L'écrasement vient donc du bas et du haut, et la destruction de l'Union en devient inéluctable. Ceux d'en bas détestent ceux du milieux et d'en haut mais sont débrouillards et solidaires. Ceux - enfin celui - du haut méprise les deux autres mais détient tout le pouvoir, la connaissance et la force.
Reste du coup ceux du milieu, les classes T, hais et/ ou méprisés par les autres classes, et incapables de se faire confiance entre eux. Ceux qui pensaient être les plus forts découvrent mais un peu tard que leur puissance n'est qu'un mirage, comme toute puissance.
Dernier élément important dans ces conflits enfin, les Vulcains. Ils sont crées par les humains. S'ils sont conçus pour être logiques et rationnels, brillants et compétents, ils n'en sont pas moins les créations des humains, or toute création est marquée par son créateur. Parfois c'est une signature, un style, mais parfois ce sont des détails plus discrets
MAis qui n'en existent pas moins.je ne spoilerai personne ici, mais il est remarquable que la pomme ne tombe jamais bien loin de l'arbre, et que nous sommes toujours responsables de ce que nous créons (tout du moins dans une certaine mesure lol)
Mais assez avec les concepts de l'ouvrage, parlons un peu du reste.
Visuellement, il n'y a pas grand chose pour exciter le lecteur, c'est un fait. Nous sommes dans une société futuriste, et puis c'est tout, à chacun d'imaginer ce que cela pourrait devenir dans les détails.
En revanche, les personnages sont assez sympathiques, spécialement (et c'est le but), celui de Barris, homme moyen qui n'était pas sensé sortir du lot... Sa réflexion, sa sortie laborieuse de la caverne où son esprit comatait est intéressante à suivre et son engagement, son choix de ne pas suivre un assassin, et donc de.... Meuhhh non, pas de spoiler, promis. Bref, son choix est bien pensé.
Pour ce qui est des points négatifs, il y en a (peu, mais il y en a), et je ne peux faire l'impasse dessus.
Déja, le goût de trop peu. Moi qui ne suis pas dans une période de boulimie littéraire, j'ai lu ces marteaux de Vulcain en 5 jours (en temps normal, je l'aurai donc lu en 2 jours lol)... Développer un peu tout cela n'aurait pas fait de mal... Ou en tout cas, ca ne m'aurait pas fait de mal lol.

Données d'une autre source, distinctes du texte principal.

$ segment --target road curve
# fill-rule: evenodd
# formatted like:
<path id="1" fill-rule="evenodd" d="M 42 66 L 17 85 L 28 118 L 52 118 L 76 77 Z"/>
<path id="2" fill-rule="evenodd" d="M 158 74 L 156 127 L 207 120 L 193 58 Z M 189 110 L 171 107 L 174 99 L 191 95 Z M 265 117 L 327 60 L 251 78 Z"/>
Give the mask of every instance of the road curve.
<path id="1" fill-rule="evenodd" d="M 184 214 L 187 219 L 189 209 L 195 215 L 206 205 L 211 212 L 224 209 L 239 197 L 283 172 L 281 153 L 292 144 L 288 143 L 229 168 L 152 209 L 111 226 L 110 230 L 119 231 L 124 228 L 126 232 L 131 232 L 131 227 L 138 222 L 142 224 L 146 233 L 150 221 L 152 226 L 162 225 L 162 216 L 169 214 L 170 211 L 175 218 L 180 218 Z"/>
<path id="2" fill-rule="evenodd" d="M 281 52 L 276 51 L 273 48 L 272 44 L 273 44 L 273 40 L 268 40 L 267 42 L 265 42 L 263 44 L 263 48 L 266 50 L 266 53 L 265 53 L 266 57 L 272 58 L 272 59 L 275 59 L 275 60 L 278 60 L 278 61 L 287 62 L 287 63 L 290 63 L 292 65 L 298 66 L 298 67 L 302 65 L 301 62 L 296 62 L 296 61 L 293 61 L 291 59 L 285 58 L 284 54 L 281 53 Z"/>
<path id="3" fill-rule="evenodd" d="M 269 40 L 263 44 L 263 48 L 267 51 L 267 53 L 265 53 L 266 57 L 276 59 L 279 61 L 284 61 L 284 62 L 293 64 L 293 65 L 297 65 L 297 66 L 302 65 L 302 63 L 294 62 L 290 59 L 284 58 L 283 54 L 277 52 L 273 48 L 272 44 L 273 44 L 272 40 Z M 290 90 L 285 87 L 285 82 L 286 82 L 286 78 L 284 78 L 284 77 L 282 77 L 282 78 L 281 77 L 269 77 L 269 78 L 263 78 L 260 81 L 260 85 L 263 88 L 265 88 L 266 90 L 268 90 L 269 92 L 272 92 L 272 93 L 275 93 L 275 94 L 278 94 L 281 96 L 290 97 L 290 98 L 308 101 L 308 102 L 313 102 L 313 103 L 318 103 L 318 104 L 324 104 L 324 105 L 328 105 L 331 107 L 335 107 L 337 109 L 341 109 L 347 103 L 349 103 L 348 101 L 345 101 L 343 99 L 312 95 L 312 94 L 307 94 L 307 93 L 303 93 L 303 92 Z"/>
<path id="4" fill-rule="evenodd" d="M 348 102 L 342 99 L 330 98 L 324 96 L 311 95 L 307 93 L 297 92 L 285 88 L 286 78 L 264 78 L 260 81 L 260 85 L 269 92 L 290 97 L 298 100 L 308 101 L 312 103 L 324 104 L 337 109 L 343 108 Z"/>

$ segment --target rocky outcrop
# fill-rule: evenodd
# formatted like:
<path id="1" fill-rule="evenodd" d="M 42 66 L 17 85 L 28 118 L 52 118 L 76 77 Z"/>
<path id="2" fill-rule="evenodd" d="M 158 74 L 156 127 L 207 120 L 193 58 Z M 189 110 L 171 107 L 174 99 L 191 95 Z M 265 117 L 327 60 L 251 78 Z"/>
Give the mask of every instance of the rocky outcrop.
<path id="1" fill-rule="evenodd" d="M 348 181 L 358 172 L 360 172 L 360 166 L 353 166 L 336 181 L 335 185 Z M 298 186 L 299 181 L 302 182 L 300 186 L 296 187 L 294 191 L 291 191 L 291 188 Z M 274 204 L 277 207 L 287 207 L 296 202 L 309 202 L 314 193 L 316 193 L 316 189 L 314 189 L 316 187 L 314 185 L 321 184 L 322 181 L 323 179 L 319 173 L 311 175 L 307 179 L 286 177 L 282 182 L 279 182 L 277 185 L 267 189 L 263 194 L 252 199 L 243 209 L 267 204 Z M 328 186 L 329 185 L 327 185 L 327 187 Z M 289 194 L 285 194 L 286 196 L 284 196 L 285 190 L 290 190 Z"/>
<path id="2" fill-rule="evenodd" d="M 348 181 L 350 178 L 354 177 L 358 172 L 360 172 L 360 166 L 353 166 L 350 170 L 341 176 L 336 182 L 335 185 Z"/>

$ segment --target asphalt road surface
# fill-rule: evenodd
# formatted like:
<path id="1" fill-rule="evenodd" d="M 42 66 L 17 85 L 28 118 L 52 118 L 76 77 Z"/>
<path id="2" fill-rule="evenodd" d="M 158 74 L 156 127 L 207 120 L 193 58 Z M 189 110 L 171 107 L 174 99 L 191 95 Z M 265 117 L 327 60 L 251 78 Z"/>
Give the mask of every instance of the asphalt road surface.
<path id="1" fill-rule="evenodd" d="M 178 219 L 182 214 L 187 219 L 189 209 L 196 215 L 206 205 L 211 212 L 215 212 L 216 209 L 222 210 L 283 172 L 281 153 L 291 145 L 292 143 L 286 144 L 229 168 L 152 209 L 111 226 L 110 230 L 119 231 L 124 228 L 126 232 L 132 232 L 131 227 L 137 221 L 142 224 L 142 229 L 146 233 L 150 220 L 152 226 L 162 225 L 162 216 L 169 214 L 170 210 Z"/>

Ensuite, le style, l'ambiance. J'ai mis un petit moment à vraiment décoller, et je dois admettre que durant les premières pages, je me sentais un peu comme dans le meilleur des mondes. Une petite idée de déjà ressentie.
Le concept attractif et bien traité fait de ce livre un ouvrage sympathique et qui se laisse lire, mais sans en faire quelque chose de vraiment transcendant.
En espérant que les autres K. Dick soit meilleurs que celui ci, je ne regrette pourtant pas de l'avoir lu et encourage les non initiés comme moi à en faire de même.